The Shifting Landscape: PyTorch 2.0 and OpenAI Triton

The dominance of NVIDIA’s CUDA and the decline of TensorFlow’s market share are being disrupted by the advent of PyTorch 2.0 and OpenAI’s Triton [02:32:00] [02:34:00]. These developments are heralding a new age for deep learning hardware [01:43:00] [01:46:00]. The shift is towards an open-source software stack for machine learning models, moving away from closed-source CUDA [05:33:00] [05:34:00].

PyTorch 2.0, released for early testing in late 2022 with full availability in March 2023, is a major catalyst [48:11:00] [48:13:00] [48:16:00] [48:20:00]. Its primary innovation is the addition of a compiled solution that supports graph execution [48:29:00] [48:31:00]. This approach makes it significantly easier to properly utilize various hardware resources [48:35:00] [48:37:00].

PyTorch 2.0 brings an 86% performance improvement for training on NVIDIA’s A100 GPUs and a 26% improvement on CPUs for inference [48:48:00] [48:51:00] [48:53:00] [48:58:00]. Crucially, these benefits are expected to extend to other GPUs and accelerators from companies like AMD, Intel, Tesla, Google, and Amazon, among many others [49:04:00] [49:06:00] [49:09:00] [49:12:00].

This shift is partly driven by major firms like Meta, who are heavily contributing to PyTorch to achieve higher flops utilization with less effort on their multi-billion dollar training clusters [49:39:00] [49:41:00] [49:43:00]. These companies also want to make their software stack more portable to other hardware to foster competition [49:54:00] [49:55:00].

The Role of Compilers and Operator Fusion

The move to a graph-based execution model in PyTorch 2.0 addresses the memory wall by enabling “operator fusion” [37:08:00] [37:09:00]. Instead of executing each operation separately, writing intermediate results to memory, multiple operations are fused into a single pass [37:11:00] [37:13:00]. This drastically reduces the back-and-forth memory transfers, which are the main bottleneck [39:59:00] [40:01:00].

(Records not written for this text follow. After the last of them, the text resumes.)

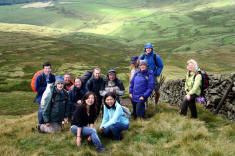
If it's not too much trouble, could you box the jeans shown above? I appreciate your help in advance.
[38,104,45,124]
[132,101,145,118]
[71,125,104,149]
[180,94,197,118]
[101,122,129,140]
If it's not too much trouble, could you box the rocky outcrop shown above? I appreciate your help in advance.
[160,73,235,120]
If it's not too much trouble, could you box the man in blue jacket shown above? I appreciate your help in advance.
[129,60,154,118]
[35,62,55,124]
[139,43,163,104]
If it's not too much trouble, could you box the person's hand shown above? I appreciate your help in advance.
[100,127,104,133]
[64,118,68,124]
[77,100,82,105]
[139,96,144,101]
[87,136,91,141]
[186,94,190,101]
[77,136,82,147]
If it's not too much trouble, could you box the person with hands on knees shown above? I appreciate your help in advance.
[129,60,154,119]
[71,92,107,152]
[37,79,69,133]
[100,92,129,140]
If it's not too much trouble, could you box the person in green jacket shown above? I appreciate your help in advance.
[180,59,202,118]
[37,79,69,133]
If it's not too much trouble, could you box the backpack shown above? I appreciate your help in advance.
[193,70,209,96]
[122,106,131,118]
[31,70,43,92]
[81,70,93,85]
[141,54,157,66]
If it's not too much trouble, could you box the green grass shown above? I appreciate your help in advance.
[0,103,235,156]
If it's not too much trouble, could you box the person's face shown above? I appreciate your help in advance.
[74,79,82,88]
[146,48,152,54]
[187,63,195,72]
[105,96,115,107]
[85,94,95,106]
[139,65,147,71]
[43,66,51,75]
[109,73,116,81]
[134,60,140,67]
[94,70,101,79]
[56,83,64,91]
[64,75,71,84]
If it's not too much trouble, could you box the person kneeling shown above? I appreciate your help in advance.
[71,92,107,152]
[100,92,129,140]
[37,80,69,133]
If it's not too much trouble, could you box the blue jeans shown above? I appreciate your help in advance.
[133,101,145,118]
[101,122,129,140]
[38,104,44,124]
[71,125,104,149]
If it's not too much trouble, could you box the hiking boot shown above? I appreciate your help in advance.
[36,124,42,133]
[97,147,108,153]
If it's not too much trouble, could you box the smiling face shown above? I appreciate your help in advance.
[85,94,95,106]
[64,75,71,84]
[105,96,115,107]
[43,66,51,76]
[109,73,116,81]
[74,79,82,88]
[187,62,195,72]
[139,65,147,71]
[93,70,101,79]
[145,48,152,54]
[56,83,64,91]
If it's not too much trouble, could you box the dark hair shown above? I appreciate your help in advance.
[42,62,51,68]
[104,92,117,109]
[82,92,97,119]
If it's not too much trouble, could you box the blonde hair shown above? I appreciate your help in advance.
[187,59,198,71]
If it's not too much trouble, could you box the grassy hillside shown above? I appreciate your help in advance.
[0,0,235,156]
[0,103,235,156]
[0,0,235,52]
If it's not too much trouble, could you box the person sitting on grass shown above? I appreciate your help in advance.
[37,79,69,133]
[71,92,107,152]
[100,92,129,140]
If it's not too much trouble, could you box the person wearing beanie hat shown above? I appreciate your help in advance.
[37,79,70,133]
[139,43,163,104]
[100,69,125,103]
[34,62,55,124]
[129,60,154,119]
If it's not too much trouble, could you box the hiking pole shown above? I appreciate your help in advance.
[214,82,233,114]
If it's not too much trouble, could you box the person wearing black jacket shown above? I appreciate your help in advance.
[86,68,104,116]
[100,69,125,103]
[71,92,106,152]
[69,77,87,117]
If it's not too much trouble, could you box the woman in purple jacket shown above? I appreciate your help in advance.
[129,60,154,118]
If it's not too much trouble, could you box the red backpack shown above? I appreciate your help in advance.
[31,70,43,92]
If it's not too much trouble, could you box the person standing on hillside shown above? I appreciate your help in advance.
[37,79,69,133]
[64,73,73,92]
[100,69,125,103]
[35,62,55,124]
[180,59,202,118]
[139,43,163,104]
[129,60,154,119]
[86,68,104,116]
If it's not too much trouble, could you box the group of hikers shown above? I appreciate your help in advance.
[35,43,204,152]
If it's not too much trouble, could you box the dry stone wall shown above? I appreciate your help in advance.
[160,73,235,121]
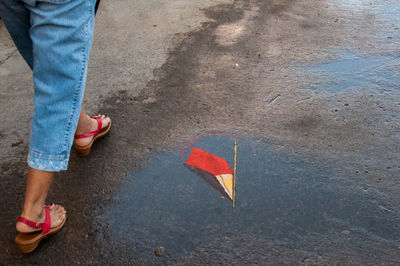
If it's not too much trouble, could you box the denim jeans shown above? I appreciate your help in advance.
[0,0,96,172]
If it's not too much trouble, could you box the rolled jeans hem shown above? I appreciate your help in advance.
[28,150,69,172]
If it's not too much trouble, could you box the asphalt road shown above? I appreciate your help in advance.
[0,0,400,265]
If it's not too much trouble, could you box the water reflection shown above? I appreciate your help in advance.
[309,52,400,92]
[101,137,400,262]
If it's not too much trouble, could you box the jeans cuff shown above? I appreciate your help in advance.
[28,149,69,172]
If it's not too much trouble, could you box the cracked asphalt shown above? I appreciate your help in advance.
[0,0,400,265]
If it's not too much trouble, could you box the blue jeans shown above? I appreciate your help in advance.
[0,0,96,172]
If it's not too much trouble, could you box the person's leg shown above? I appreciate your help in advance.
[26,0,94,172]
[0,0,33,68]
[16,0,94,232]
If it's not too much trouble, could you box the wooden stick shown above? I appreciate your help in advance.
[232,140,237,209]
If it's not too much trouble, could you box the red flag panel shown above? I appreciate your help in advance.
[187,148,233,175]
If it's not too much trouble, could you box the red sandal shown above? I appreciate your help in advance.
[74,115,111,156]
[14,206,67,253]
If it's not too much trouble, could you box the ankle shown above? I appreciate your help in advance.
[76,116,97,135]
[21,206,44,221]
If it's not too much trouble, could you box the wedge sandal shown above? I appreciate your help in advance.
[74,115,111,157]
[14,206,67,253]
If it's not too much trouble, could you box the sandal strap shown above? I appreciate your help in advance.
[75,116,103,139]
[18,206,51,235]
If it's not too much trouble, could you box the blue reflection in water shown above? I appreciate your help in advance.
[308,52,400,92]
[101,137,400,257]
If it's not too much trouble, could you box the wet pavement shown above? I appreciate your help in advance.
[0,0,400,265]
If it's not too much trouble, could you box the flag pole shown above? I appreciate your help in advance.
[232,140,237,209]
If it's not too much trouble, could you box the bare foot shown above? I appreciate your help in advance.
[75,115,111,146]
[16,204,67,233]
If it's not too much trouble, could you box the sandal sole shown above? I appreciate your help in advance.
[14,217,67,253]
[74,120,111,157]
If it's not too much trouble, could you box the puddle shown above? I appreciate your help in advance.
[308,52,400,93]
[333,0,400,25]
[101,136,400,264]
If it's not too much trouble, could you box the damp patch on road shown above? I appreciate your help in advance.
[306,52,400,93]
[99,136,400,264]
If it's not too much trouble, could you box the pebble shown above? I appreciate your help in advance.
[154,246,165,257]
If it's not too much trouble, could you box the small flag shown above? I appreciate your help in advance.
[185,148,234,200]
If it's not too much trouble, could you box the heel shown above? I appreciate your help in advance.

PyTorch 2.0 achieves this through components like:

This integrated approach means that software can be written in a user-friendly manner while benefiting from significant performance improvements through automatic compilation and optimization [01:01:11:00] [01:01:12:00] [01:01:15:00] [01:01:16:00]. It allows for more efficient parallelization over a large base of computational resources [01:01:21:00] [01:01:23:00]. The ability for other hardware accelerators to integrate directly into Triton dramatically reduces the time to build an AI compiler stack for a new piece of hardware, opening up the market for AI hardware and custom ASICs [01:08:40:00] [01:08:43:00] [01:08:46:00] [01:08:48:00].

Conclusion

The shift away from closed-source, hardware-specific solutions like CUDA, and the declining dominance of frameworks like TensorFlow, marks a significant evolution in machine learning software development [05:33:00] [05:34:00] [07:07:00]. PyTorch 2.0 and OpenAI’s Triton are driving a future where the software stack for machine learning is more portable and open-source [01:06:06:00] [01:09:06:00]. This fosters greater competition in the AI hardware market, as the ease of use afforded by NVIDIA’s proprietary software is diminishing in importance compared to the economics and architecture of competing chip solutions [01:09:08:00] [01:09:10:00] [01:09:51:00]. The market is becoming more open, allowing different winners to emerge as the industry continues to evolve [01:12:07:00] [01:12:10:00] [01:12:13:00].